I had the feeling that the student felt this was a cop-out, but it really wasn’t intended to be. In the historio-critical tradition that is the dominant mode of investigating and understanding scripture in academe, and indeed in most mainline protestant and Catholic seminaries these days, scripture is understood as a testament of faith and theology, never intended – not even by its anonymous authors – to be understood as “history” in the way we understand history today.

But there’s a problem. There are indeed some denominations that regard scripture as a literal and inerrant account of the past. And polls show that, in the United States in particular, such people aren’t a small minority. There are tens of millions who think like that, although polls also show that such people usually know very little about what’s actually in scripture. But to such people, let me pose a question of my own, in the form of an extended observation.

For Christians, the Ascension is an important milestone in the life of Jesus, the moment when He, in the presence of His apostles, was taken up into Heaven.

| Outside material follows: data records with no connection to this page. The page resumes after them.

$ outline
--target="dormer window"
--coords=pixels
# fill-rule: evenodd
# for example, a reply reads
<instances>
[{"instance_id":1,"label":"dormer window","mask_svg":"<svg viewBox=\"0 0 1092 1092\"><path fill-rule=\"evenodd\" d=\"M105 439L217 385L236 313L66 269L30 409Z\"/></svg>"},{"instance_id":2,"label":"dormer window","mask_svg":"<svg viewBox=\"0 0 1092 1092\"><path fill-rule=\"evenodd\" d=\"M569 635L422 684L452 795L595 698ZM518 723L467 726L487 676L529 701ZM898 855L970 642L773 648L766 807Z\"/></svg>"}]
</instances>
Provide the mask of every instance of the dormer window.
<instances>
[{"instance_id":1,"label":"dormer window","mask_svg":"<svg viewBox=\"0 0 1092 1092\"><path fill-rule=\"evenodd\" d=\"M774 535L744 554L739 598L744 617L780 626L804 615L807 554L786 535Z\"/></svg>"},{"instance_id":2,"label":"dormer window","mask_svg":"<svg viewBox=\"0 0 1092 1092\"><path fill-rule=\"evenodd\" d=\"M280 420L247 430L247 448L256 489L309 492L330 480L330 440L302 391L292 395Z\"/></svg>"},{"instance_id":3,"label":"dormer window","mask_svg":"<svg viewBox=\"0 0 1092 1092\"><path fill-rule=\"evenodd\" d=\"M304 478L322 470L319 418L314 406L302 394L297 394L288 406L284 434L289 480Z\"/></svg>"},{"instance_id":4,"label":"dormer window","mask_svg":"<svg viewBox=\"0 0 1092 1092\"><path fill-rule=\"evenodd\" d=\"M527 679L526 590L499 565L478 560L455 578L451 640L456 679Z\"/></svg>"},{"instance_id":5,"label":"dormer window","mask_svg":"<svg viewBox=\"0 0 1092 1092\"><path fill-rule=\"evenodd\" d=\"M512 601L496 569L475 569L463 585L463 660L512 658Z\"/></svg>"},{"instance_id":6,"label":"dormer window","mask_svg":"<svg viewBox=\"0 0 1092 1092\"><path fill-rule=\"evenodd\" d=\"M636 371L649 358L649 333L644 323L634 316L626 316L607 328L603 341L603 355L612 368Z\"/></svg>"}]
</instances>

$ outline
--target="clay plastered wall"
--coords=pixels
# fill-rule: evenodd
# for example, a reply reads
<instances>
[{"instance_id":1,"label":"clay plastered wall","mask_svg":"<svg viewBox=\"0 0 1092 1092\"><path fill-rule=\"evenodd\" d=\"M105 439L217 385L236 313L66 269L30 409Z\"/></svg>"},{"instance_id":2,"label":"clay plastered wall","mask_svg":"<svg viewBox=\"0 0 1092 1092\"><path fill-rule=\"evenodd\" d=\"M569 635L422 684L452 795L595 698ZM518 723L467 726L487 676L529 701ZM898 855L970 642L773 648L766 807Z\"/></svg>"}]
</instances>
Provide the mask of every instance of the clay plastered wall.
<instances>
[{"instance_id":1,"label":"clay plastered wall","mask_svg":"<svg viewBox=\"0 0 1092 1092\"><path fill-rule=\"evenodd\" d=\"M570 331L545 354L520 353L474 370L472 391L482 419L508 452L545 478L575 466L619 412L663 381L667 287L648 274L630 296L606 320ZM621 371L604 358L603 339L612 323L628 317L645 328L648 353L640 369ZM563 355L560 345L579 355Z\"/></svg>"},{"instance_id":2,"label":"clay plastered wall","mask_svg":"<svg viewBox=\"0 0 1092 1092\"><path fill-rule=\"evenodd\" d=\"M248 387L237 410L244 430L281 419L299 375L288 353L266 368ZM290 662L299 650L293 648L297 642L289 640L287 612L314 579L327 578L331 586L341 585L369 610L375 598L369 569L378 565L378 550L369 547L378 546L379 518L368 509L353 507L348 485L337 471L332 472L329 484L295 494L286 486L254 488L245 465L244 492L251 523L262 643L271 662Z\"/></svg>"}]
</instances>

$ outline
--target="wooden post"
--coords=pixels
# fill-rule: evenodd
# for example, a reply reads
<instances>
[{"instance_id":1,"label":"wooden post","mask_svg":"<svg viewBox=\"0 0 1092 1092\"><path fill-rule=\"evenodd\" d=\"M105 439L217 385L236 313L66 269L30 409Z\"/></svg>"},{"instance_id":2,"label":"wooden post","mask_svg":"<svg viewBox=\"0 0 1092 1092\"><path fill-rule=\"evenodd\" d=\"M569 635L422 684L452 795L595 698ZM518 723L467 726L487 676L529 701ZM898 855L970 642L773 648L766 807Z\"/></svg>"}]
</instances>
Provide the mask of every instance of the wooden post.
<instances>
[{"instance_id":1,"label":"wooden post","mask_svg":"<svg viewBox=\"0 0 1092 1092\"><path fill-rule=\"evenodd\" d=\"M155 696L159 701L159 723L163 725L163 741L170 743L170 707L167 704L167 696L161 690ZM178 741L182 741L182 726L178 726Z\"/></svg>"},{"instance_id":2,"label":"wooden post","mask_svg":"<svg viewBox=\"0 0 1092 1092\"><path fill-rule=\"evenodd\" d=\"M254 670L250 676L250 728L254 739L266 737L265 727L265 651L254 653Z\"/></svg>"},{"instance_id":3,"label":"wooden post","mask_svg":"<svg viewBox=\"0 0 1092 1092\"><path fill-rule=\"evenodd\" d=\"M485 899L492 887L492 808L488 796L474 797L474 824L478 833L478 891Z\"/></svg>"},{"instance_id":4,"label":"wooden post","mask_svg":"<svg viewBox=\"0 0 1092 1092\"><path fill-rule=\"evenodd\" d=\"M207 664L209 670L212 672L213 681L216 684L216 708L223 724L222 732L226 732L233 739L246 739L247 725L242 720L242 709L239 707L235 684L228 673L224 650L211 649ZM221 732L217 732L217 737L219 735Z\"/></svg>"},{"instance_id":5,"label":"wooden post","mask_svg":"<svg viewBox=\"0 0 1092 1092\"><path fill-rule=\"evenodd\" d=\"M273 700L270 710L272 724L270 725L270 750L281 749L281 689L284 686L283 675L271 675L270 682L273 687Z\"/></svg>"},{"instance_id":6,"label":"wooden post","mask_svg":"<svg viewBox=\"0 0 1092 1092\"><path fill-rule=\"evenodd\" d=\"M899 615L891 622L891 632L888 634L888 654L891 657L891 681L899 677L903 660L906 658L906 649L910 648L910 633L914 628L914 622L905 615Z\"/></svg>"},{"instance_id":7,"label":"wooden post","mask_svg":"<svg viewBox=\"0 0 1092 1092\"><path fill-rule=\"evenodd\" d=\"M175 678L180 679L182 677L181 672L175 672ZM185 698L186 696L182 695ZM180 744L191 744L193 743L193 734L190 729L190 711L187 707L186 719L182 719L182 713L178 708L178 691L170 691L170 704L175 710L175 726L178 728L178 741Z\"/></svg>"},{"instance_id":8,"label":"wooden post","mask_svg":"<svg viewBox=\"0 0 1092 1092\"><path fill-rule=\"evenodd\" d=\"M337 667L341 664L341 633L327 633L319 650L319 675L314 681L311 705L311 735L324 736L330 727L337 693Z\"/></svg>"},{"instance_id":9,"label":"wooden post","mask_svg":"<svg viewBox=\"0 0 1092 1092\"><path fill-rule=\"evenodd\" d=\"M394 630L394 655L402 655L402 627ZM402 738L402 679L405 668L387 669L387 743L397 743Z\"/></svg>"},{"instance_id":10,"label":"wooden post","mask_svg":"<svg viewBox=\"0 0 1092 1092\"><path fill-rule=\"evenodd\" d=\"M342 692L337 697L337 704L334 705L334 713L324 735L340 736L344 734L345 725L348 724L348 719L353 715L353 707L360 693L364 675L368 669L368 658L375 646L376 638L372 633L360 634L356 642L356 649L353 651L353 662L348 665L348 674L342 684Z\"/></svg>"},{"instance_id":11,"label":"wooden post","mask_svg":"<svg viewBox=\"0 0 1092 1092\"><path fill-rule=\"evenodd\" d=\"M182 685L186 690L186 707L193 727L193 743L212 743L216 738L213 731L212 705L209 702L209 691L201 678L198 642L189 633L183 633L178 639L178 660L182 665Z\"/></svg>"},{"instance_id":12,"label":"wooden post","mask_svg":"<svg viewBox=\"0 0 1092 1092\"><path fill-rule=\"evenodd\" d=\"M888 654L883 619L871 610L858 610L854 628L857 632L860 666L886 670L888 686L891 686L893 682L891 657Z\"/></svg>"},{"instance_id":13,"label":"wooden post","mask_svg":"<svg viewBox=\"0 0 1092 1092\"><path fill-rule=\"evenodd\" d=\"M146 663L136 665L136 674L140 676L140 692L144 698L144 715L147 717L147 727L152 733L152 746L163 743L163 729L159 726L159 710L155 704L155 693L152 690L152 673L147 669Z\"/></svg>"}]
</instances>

I’ll leave aside the fact that I remain mute on whether or not this actually occurred as an historical event (i.e.: an historical event in the way that, say, Lincoln delivered a speech at Gettysburg) because I don’t understand what “Ascension” means. I literally have no idea what is meant by “taken up into Heaven” so I can hardly be expected to decide whether or not it actually happened. But I do want to point out something interesting.

The Ascension is described in the Acts of the Apostles and in two of the four canonical Gospels. It’s in Mark 16:19 and Luke 24:50-53.

Well, sort of.  Today there is a virtual consensus of scholars in the field of exegesis that verses 9-20 of Mark 16 were later additions to the original and rather dark ending of Mark in verse 8, where the “Three Marys” open Jesus’ tomb, find it empty, and run away afraid. Some scholars therefore regard 9-20, with its accounts of the resurrected Jesus and His Ascension to be “inauthentic”, and you can find Bibles where it is relegated to a footnote. As for Luke 24:50-53, have a look at the photo, top left. What don’t you notice? Ascension. I own three Bibles, which is pretty good for a guy like me. And my Revised Standard Version King James doesn’t mention the Ascension in 50-53, although it includes the following footnote: “Other ancient authorities add and was carried up into Heaven” after verse 51. By contrast, my Oxford Annotated RSV includes the phrase but with an opposite footnote: “Other ancient authorities omit and was carried up into Heaven.”

Now, look. There are some atheists out there who make great sport out of this sort of thing, but I have little patience for those kinds of narrow strawman attacks. But I do have a question for those of you who regard the Bible as literally true and inerrant: which Bible?